Madeira is a type of fortified wine made in the Madeira Islands, a Portuguese archipelago situated in the Atlantic Ocean. Madeira wine comes in a variety of styles, of which most are intended as aperitifs or dessert wines. Generally speaking, Madeira wines serves as aperitifs are dryer and the dessert wines sweeter. Madeira is also used for cooking.
Madeira is a very robust wine, and it is known to keep well even after the bottle has been opened for the first time.
Inventing the Madeira wine
In the Age of Exploration, the Madeira Islands became an important port for ships from the European mainland that needed to stock up on supplies and make other last minitue preparations before embarking on their long and perilous journeys. Records show that there has been a well-established wine selling industry on Madeir since at least the early 1500s, supplying ships with wine.
To prevent the wine from spoiling during long trips, neutral destilled beverages were added to the wine, bringing up the alcohol content. During the subsequent journey, the wine would be exposed to a lot of heat inside the holds of the ship while also being moved around by the high sea. All these factors made the wine change into something quite different from the original wine.
According to one story, the wine merchants in Madeira didn’t know about this change until one shipment was returned to the island after a roundtrip and turned out to have a very different – and agreeable – taste. They then began marketing this typ of wine as vinho da roda, which means wines that have made a round trip. However, actually sending out the wine on a round-trip was of course very costly, so the Madeira wine merchants started experimenting with methods for achieving the same result on land. They created storage rooms known as estufas where the wine could be heated by the strong Madeira sun, and they eventually worked out how to treat the wine to make it age and change in the right way.

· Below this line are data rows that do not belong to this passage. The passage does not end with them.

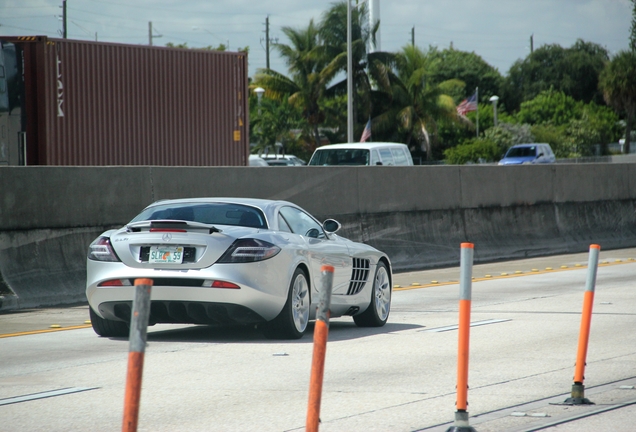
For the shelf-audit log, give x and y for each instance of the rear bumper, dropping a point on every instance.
(186, 312)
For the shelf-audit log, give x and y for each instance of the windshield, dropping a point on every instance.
(522, 152)
(340, 157)
(207, 213)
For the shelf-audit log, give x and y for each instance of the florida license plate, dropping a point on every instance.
(165, 255)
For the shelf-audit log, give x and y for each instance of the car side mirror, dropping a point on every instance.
(331, 226)
(313, 233)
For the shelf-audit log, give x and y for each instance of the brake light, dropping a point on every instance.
(249, 250)
(115, 282)
(102, 250)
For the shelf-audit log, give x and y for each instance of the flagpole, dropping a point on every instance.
(477, 101)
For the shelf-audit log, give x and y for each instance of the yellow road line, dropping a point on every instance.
(507, 276)
(49, 330)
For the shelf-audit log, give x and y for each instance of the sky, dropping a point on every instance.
(497, 30)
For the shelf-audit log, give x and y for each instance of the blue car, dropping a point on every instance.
(533, 153)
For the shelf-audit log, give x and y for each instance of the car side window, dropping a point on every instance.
(398, 156)
(387, 157)
(301, 223)
(282, 224)
(375, 157)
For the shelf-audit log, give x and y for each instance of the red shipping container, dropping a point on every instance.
(95, 103)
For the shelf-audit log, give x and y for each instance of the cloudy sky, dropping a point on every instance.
(498, 30)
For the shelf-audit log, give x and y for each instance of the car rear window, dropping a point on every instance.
(522, 151)
(207, 213)
(340, 157)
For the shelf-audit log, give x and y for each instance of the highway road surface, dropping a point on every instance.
(57, 375)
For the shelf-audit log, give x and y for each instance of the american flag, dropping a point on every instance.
(467, 105)
(366, 133)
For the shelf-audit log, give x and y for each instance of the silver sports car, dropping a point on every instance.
(224, 261)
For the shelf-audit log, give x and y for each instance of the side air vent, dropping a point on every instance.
(359, 275)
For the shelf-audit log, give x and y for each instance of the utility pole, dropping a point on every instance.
(150, 35)
(349, 77)
(267, 41)
(64, 18)
(531, 43)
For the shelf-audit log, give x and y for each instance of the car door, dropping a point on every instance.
(322, 249)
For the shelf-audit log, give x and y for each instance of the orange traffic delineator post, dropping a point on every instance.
(465, 286)
(137, 348)
(321, 332)
(578, 389)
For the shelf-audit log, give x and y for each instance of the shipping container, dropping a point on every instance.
(69, 102)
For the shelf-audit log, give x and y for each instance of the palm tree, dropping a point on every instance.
(370, 70)
(618, 83)
(308, 77)
(418, 103)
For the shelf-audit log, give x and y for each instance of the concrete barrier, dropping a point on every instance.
(418, 215)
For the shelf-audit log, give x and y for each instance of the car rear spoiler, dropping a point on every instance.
(167, 225)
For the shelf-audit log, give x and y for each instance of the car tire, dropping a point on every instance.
(291, 322)
(377, 313)
(108, 328)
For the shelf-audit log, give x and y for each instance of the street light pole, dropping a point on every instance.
(494, 100)
(349, 77)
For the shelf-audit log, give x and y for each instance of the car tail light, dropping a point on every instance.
(249, 250)
(101, 250)
(116, 282)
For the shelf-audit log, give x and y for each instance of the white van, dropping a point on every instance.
(362, 154)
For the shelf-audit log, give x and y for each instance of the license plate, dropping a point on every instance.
(165, 255)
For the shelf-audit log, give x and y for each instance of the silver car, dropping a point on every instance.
(228, 261)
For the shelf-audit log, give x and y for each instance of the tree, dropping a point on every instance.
(272, 122)
(550, 106)
(469, 68)
(369, 69)
(309, 77)
(618, 83)
(632, 34)
(505, 135)
(574, 71)
(417, 102)
(475, 150)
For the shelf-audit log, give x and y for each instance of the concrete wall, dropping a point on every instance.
(418, 215)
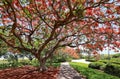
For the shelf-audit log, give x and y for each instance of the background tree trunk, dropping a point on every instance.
(42, 67)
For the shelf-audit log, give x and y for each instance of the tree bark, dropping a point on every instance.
(42, 67)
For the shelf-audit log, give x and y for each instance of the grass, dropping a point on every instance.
(91, 73)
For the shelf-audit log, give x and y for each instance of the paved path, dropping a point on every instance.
(82, 61)
(67, 72)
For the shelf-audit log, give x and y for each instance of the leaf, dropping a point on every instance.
(28, 13)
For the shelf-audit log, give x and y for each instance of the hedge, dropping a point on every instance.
(113, 69)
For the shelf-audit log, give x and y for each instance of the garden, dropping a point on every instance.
(37, 37)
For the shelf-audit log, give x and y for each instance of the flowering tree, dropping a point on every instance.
(42, 26)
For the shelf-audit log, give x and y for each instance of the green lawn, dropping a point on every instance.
(91, 73)
(22, 62)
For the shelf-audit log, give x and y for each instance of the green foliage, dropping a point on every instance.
(60, 57)
(113, 69)
(91, 60)
(113, 60)
(91, 73)
(23, 62)
(116, 55)
(96, 65)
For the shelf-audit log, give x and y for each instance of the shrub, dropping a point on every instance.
(116, 56)
(113, 69)
(96, 65)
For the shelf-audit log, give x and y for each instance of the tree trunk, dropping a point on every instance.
(42, 67)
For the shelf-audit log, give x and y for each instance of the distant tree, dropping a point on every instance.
(42, 26)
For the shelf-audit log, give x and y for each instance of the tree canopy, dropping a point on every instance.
(42, 26)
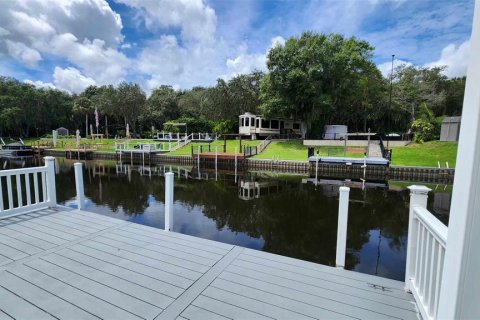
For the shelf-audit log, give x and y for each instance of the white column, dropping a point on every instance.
(51, 188)
(461, 277)
(79, 185)
(169, 201)
(418, 198)
(342, 226)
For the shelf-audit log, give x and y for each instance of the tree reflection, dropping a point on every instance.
(294, 219)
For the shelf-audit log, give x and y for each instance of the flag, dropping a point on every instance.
(96, 117)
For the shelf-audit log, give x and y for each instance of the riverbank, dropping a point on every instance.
(427, 154)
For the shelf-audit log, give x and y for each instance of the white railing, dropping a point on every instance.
(28, 188)
(427, 239)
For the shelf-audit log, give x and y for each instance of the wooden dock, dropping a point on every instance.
(71, 264)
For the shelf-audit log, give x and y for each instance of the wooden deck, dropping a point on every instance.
(70, 264)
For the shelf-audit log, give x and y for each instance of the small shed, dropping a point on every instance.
(450, 129)
(62, 131)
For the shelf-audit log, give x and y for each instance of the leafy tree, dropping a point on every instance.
(162, 106)
(314, 75)
(131, 103)
(414, 86)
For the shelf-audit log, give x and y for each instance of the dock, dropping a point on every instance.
(72, 264)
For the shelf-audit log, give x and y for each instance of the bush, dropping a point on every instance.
(423, 130)
(195, 125)
(225, 126)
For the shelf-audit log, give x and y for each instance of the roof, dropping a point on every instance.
(452, 120)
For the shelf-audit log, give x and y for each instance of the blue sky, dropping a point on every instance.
(184, 43)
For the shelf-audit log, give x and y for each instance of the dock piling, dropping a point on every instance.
(342, 226)
(79, 185)
(52, 192)
(169, 201)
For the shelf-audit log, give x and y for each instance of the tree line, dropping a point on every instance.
(318, 78)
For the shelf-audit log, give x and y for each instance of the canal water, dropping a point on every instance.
(290, 215)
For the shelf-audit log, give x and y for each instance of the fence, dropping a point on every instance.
(427, 238)
(28, 189)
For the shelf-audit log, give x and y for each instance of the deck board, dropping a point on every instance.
(63, 263)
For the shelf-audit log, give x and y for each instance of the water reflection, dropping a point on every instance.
(283, 214)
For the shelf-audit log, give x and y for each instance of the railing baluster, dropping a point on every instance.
(417, 251)
(422, 260)
(1, 193)
(19, 191)
(427, 264)
(441, 255)
(9, 191)
(433, 275)
(35, 187)
(27, 188)
(44, 187)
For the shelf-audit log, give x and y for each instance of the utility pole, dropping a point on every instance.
(391, 88)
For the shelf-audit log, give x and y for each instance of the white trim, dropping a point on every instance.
(461, 277)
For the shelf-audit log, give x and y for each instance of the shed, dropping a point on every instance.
(450, 129)
(62, 131)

Once large-scale producting of cane sugar had been established, the spirit of choice for adding to the wine became cane sugar spirits. (The practise of adding brandy did not become widespread until the 1700s.)
Madeira wine today
Today, Madeira wine is made by placing wine in stainless stell vats and warming it up using the serpentine method, where warm water (45-50 degrees C) runs through a serpentine system for a minimum of three months. This heating process is called estufagem.

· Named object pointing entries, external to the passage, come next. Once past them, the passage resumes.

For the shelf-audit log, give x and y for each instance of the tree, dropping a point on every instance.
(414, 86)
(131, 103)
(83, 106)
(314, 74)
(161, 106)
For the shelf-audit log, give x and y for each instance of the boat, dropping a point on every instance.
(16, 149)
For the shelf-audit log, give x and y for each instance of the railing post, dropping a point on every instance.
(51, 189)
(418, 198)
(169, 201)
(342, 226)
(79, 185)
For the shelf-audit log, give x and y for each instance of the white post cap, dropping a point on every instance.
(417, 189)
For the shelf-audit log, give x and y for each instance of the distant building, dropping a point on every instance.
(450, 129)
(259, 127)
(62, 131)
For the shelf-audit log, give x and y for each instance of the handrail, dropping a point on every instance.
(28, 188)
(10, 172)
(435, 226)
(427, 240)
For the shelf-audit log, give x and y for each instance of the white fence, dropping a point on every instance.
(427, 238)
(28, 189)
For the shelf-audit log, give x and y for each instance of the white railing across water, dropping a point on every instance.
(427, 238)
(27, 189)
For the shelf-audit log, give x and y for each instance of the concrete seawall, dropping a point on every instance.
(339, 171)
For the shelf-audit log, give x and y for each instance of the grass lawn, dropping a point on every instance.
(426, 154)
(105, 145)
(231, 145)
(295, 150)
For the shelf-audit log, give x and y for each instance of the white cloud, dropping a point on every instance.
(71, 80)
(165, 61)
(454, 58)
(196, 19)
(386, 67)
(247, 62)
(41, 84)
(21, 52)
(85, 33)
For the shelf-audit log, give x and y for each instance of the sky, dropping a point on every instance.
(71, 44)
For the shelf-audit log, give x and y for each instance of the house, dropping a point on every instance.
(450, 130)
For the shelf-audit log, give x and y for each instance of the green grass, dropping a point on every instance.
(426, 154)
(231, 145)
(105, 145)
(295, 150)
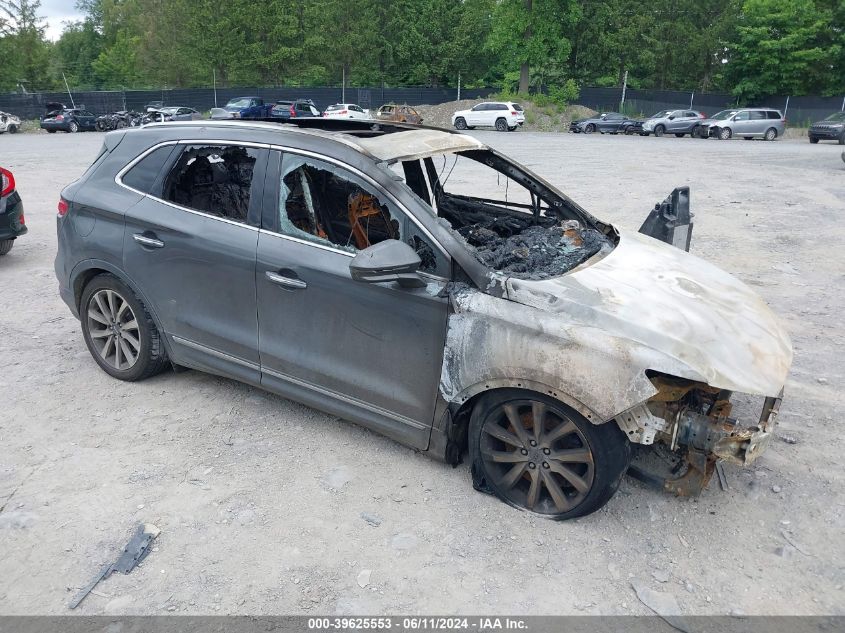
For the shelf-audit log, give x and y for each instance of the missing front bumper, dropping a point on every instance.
(704, 440)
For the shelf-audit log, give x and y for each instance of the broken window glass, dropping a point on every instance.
(213, 179)
(322, 203)
(512, 223)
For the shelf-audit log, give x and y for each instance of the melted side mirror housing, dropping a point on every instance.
(390, 260)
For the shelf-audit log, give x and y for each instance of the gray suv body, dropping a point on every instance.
(747, 123)
(677, 122)
(377, 274)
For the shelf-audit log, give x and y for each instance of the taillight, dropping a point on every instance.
(7, 182)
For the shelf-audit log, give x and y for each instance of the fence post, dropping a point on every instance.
(624, 89)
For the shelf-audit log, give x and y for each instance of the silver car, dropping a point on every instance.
(419, 283)
(748, 123)
(677, 122)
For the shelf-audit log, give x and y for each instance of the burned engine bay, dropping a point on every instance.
(544, 237)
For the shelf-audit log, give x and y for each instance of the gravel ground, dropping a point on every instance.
(260, 500)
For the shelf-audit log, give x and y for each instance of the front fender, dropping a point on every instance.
(492, 342)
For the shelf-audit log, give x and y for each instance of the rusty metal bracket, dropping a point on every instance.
(700, 469)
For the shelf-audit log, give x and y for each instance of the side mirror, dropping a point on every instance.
(390, 260)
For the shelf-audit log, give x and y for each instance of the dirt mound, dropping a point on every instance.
(550, 118)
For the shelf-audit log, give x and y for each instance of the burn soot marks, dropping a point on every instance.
(535, 252)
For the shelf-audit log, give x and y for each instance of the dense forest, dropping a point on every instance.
(752, 48)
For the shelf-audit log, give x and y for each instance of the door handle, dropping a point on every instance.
(287, 282)
(145, 240)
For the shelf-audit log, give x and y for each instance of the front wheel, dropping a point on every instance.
(539, 455)
(118, 330)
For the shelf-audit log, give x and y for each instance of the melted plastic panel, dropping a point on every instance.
(213, 179)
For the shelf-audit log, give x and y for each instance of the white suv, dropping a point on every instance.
(503, 116)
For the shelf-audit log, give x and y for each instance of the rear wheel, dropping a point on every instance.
(539, 455)
(118, 330)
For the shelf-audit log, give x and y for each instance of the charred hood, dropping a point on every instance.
(676, 304)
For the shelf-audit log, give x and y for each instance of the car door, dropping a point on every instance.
(190, 246)
(368, 351)
(758, 122)
(741, 124)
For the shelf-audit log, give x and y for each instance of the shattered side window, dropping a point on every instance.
(213, 179)
(508, 227)
(322, 203)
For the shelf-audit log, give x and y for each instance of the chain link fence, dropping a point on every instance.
(800, 111)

After the estufagem, its time for the wine to go through estágio, a resting period that’s at least three months long.
The wine will then be tested by a oenologist capable of finnishing the wine, making it ready to be placed in a bottle. Bottling the wine before the 31st of October of the second year following the harvest is not permitted.
In the European Union, only Madeira wine that comes from the Madeira Islands and fulfill certain other requirements may be marketed as Madeira or Madère. Outside the European Union, you might encounter other wines using these terms, such as the “Madeira” wine produced in California and Texas in the United States.